Enviada em 18/11/2021

O Realismo, movimento literário brasileiro, surgido no século XIX, propôs a investigação do comportamento humano e denunciou problemas sociais. Na contemporaneidade, é relevante recuperar estes princípios, uma vez que a falta de educação financeira persiste atrelada à realidade do país, seja pela despreocupação governamental em implementar tais ensinamentos nas escolas, seja pela alienação gerada com a ausência de consciência monetária. Desta maneira, evidencia-se a necessidade de promover melhorias neste âmbito de modo a assegurar que tal chaga social seja solucionada.

A princípio, vale destacar que com o advento da Revolução Industrial, desde o século XVIII, a oferta de produtos e o comércio entre os povos aumentou em escala exponencial. Entretanto, apesar do cenário estar mudando, a ausência de uma educação financeira contribui para que a mentalidade dos indivíduos não acompanhe - de forma consciente - tais transformações. Isto acontece, pois, com a ampliação das possibilidades de compra, a tentação para se adquirir artefatos desnecessários é muito grande. Deste modo, tal realidade aliada a inoperância das esferas de poder em garantir a instrução financeira de seu povo contribui para um consumo exacerbado e, muitas vezes, além do que as condições do indivíduo permitem, já que sem uma preparação escolar adequada pouco se sabe sobre como  garantir que o dinheiro creditado seja maior que o debitado.

Ademais, é impresciendivel salientar que, como consequência da desinformação monetária em larga escala, a sociedade forma, cada vez mais, cidadãos alienados quanto às próprias finanças e a seus respectivos poderes de compra. Tal questão ocorre, uma vez que, sem instruções de como economizar o dinheiro e como aplica-lo corretamente, muitos indivíduos ficam alheios às próprias condições e se tornam excelentes vítimas para enganadores e golpistas. Desta forma, a importância da educação financeira, para a vivência em sociedade, torna-se inquestionável, visto que esta implica diretamente na segurança dos indivíduos. Tal realidade, em virtude disso, pode ser ilustrada pela trilogia “Até que a sorte nos separe”, em que o personagem principal, em mais de uma ocasião, alienado quanto às suas riquezas, coloca em risco seu futuro financeiro e o bem-estar de sua família.

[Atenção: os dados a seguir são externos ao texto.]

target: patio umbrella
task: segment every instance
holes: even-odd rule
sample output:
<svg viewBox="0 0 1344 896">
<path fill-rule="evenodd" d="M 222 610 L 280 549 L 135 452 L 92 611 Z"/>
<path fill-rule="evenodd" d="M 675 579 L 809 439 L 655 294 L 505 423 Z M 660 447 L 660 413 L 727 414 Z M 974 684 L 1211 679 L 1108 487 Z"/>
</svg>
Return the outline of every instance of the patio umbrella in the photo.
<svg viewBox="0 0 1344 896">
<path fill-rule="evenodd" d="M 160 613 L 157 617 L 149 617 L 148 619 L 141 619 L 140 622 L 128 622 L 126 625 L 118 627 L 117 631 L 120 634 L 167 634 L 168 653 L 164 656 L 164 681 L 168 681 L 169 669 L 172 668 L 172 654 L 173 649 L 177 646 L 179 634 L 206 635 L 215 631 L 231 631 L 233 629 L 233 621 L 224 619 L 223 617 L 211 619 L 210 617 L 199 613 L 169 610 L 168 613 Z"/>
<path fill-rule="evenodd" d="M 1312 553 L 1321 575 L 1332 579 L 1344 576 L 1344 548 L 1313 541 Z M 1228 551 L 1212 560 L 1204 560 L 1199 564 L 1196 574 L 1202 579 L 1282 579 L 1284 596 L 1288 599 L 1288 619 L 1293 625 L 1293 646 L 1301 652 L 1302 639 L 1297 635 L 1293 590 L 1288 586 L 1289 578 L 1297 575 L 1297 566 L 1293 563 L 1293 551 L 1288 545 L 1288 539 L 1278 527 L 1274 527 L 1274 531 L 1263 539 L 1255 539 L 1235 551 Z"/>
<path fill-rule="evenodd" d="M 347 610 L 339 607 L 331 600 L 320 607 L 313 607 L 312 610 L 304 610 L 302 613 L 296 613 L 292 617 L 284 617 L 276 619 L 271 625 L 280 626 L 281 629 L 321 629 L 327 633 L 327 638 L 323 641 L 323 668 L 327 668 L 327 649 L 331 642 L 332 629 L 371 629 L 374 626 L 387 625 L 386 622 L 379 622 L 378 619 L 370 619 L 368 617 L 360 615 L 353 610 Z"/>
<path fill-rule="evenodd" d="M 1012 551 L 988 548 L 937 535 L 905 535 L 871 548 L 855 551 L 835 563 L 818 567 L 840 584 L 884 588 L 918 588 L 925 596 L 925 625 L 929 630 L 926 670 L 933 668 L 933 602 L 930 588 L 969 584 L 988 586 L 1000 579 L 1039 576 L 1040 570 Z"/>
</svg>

Evidencia-se, por conseguinte, que reverter tal cenário vigente por meio da educação monetária da população torna-se essencial no combate à alienação da sociedade. Portanto, para isso, cabe ao Governo federal, em parceria com o Ministério da Educação, promover, por meio da criação de palestras regulares nas escolas com a participação de economistas didaticamente preparados, o ensinamento sobre o manejo das finanças, para que as crianças aprendam, desde pequenas, a fazerem bom uso do que ganham. Assim, novas gerações se formaram mais conscientes e tais mazelas serão erradicadas.